Cassie King

Published on:

November 24, 2016

Read Between the Labels: Unwrapping the Thanksgiving Turkey

By Selena Sobanski

      Here we are: it’s almost Thanksgiving and the familiar chaos of dinner preparation, family coordination, and determining who’s responsible for wrangling in drunk Uncle Eddy at the table has begun. Uncertainty for us around this holiday season is customary; after all, what’s better than spontaneity and a few cranberry stains to ring in the holiday spirit? Uncertainty for some, however, isn’t part of the game. While we scramble, we’re unknowingly being watched and manipulated.

     Meat companies are in an increasingly awkward position. After countless undercover investigations inside factory farms, Americans are recoiling at the thought that animal abuse may be occurring on America’s farms, cruelty against our most fundamental values. We are a proud society of animal lovers. Sixty-five percent of us share our homes with them, embracing their slobber, fur balls, accidents, and most special of all, their unconditional love. That’s why many of us, including me, have sought out only “humanely-raised,” “cage-free,” and “free-range” meats, eggs, and milk products. Organizations like the Global Animal Partnership, featured at Whole Foods, claim to certify animal products based on the precise way in which animals are raised, providing animal welfare ratings to satisfy the higher welfare-seeking customers.

     Like most consumers, I value transparency and ethics. I want to make sure that the story I’m being told is the truth, so I decided to investigate what “humane” animal farming really looks like. Where better to look than the “free-range” turkey farm that has supplied the President with his turkey since the 1960s, Jaindl Farms. A supplier to Whole Foods Market, Jaindl stands in the top 98th percentile for animal welfare and in the top 95th percentile for food safety according to auditors. On paper, Jaindl is officially one of the kindest farms in the country to their animals (among the top 2%!). In person, however, the reality is strikingly different; when I visited Jaindl earlier this year, the picturesque facility illustrated on their website washed away as I laid eyes on the most intense misery I have ever witnessed.

     I entered Jaindl in the dead of night, as it was the only way to get a good look at the facility. The air in the sheds was so thick with dust and debris that I could barely see. The smell of ammonia was so overwhelming that I desperately tightened my breathing mask as soon as I entered the first shed. The turkeys let out soft, distressed squabbles and ruffled their feathers in fear because the only humans they had ever seen come through the shed had come to kill the injured birds. Thousands of white turkeys were crammed in each shed. No more than five steps into the first barn, I saw a dead turkey so mutilated that her head was ripped off and almost all of the feathers on her body had been removed, revealing ghastly red wounds- she had most likely been cannibalized, as I learned is frequent in these facilities.

     Everywhere I looked, birds had been trampled. Turkeys’ whole bodies had been pecked by the surrounding birds. Several birds had broken or bent legs. Many appeared to have serious eye infections; some had faces so swollen that their eyes weren’t visible and one turkey even had her eye pecked out. I saw horribly mutilated faces; one turkey completely lacked half her face, a product of painful beak trimming when she was a chick. Lame birds were everywhere. The sickest birds among the crowd could not get up, so they were stepped on, defecated on, and pecked at, often until death. The birds who were ill could not access the food and water and appeared emaciated, lying desperately underneath the food troughs, unable to satisfy their bodies’ most basic of needs. How could I be standing in a farm that scored “perfect” on an Animal Welfare Audit?

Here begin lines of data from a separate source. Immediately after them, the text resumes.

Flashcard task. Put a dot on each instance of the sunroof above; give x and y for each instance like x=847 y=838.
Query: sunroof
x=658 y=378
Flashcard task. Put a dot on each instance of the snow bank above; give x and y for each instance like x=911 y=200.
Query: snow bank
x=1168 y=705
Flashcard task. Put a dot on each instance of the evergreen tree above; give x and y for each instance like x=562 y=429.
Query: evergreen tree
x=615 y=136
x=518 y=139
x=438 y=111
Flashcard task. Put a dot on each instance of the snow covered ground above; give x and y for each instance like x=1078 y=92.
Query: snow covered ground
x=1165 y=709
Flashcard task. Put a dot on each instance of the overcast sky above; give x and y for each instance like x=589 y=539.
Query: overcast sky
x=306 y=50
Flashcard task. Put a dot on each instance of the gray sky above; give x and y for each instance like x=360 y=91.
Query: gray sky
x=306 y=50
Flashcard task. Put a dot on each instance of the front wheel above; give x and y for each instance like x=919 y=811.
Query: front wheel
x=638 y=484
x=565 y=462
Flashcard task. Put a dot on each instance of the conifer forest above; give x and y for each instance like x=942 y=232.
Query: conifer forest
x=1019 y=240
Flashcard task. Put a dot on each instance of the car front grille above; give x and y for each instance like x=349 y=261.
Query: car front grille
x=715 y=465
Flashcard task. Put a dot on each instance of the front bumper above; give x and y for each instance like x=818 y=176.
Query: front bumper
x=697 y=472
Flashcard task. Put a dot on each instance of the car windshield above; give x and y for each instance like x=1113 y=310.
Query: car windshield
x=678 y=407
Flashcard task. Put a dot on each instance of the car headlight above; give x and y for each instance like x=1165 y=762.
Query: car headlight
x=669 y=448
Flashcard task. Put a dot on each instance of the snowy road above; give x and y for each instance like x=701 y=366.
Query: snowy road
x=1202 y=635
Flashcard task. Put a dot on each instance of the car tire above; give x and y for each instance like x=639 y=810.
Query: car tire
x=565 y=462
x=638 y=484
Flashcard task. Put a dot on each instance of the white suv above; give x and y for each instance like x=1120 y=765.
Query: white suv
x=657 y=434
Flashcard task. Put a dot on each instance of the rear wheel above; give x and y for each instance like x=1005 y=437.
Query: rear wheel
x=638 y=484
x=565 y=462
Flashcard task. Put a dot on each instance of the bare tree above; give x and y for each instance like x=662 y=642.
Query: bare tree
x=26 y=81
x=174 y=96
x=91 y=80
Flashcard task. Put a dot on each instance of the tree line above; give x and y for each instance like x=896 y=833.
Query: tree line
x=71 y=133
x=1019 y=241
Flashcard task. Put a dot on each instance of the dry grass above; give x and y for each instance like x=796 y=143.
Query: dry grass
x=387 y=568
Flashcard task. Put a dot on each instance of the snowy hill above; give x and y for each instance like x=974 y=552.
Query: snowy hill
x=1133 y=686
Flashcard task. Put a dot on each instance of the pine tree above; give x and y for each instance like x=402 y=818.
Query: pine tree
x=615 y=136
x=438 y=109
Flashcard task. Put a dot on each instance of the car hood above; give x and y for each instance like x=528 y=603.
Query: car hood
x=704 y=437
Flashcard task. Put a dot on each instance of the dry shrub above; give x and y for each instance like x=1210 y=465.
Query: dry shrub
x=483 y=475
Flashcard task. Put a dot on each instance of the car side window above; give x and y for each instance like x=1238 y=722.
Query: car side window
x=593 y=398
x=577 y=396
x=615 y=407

     Amid all the misery in the shed, the most heartbreaking sight was a small turkey desperately making her way to the other turkeys encircling us with only one functioning leg. She dragged herself across the ground in a wobbly attempt to flee. We knew farm workers would kill her, snapping her neck as they do to all the runts in the flock, so we decided we couldn’t let her stay and suffer. I placed my hands around her wings, brought her close to my chest, and carried her back to the door through which we entered.

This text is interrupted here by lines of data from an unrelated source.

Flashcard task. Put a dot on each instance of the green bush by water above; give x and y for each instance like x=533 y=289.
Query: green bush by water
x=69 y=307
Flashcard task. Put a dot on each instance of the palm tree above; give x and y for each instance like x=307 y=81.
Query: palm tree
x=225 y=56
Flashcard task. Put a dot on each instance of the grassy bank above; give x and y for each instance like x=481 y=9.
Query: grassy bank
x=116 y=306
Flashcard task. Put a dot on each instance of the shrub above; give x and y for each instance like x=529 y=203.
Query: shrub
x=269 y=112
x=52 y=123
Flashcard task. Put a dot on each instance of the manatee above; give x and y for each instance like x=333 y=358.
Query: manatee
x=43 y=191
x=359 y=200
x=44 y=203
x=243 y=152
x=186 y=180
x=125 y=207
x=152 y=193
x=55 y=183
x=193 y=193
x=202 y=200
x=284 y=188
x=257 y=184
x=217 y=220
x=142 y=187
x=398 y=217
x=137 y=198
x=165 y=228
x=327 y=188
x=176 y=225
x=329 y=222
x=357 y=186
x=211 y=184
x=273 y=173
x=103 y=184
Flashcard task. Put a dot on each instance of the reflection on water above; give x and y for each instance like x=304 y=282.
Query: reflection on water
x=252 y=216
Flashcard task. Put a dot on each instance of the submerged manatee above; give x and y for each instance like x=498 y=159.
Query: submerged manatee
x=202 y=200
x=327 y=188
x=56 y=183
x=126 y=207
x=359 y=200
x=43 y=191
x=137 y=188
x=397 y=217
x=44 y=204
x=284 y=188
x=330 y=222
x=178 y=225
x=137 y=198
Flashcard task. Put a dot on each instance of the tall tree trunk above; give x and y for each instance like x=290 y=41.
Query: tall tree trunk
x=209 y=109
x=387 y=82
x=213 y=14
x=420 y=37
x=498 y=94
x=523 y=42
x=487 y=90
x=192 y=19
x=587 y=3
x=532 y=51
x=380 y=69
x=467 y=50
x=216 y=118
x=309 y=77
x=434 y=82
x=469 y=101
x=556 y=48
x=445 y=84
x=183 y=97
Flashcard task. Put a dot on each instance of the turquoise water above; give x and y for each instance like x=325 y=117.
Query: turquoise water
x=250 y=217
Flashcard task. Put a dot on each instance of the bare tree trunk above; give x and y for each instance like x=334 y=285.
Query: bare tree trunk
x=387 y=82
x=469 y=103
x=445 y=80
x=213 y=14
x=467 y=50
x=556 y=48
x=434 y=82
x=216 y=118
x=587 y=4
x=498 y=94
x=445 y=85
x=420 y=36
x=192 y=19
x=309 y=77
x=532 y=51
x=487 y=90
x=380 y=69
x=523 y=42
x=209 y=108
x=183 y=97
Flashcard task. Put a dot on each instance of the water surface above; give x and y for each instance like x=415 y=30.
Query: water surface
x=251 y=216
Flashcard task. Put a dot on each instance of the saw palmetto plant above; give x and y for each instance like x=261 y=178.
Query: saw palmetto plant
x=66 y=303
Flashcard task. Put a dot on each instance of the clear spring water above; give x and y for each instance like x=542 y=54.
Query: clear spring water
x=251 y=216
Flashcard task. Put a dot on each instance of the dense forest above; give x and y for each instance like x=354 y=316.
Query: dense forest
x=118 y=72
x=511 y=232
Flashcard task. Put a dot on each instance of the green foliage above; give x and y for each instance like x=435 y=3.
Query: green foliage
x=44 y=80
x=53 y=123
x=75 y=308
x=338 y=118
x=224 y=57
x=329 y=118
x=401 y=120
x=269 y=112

     Avery, as we named her, now lives at a sanctuary where humans take care of her. The life she lives now is the life I had always imagined “free range” turkeys to live; yet the contrast between her sanctuary life and Jaindl could not be starker. The reason Jaindl can be called “perfect” is that animal industries have perverted the very idea of welfare. Jaindl, like all other turkey farms, is an industrial warehouse stacked with living creatures. This Thanksgiving, we may have to ask ourselves: is raising turkeys humanely for food even possible?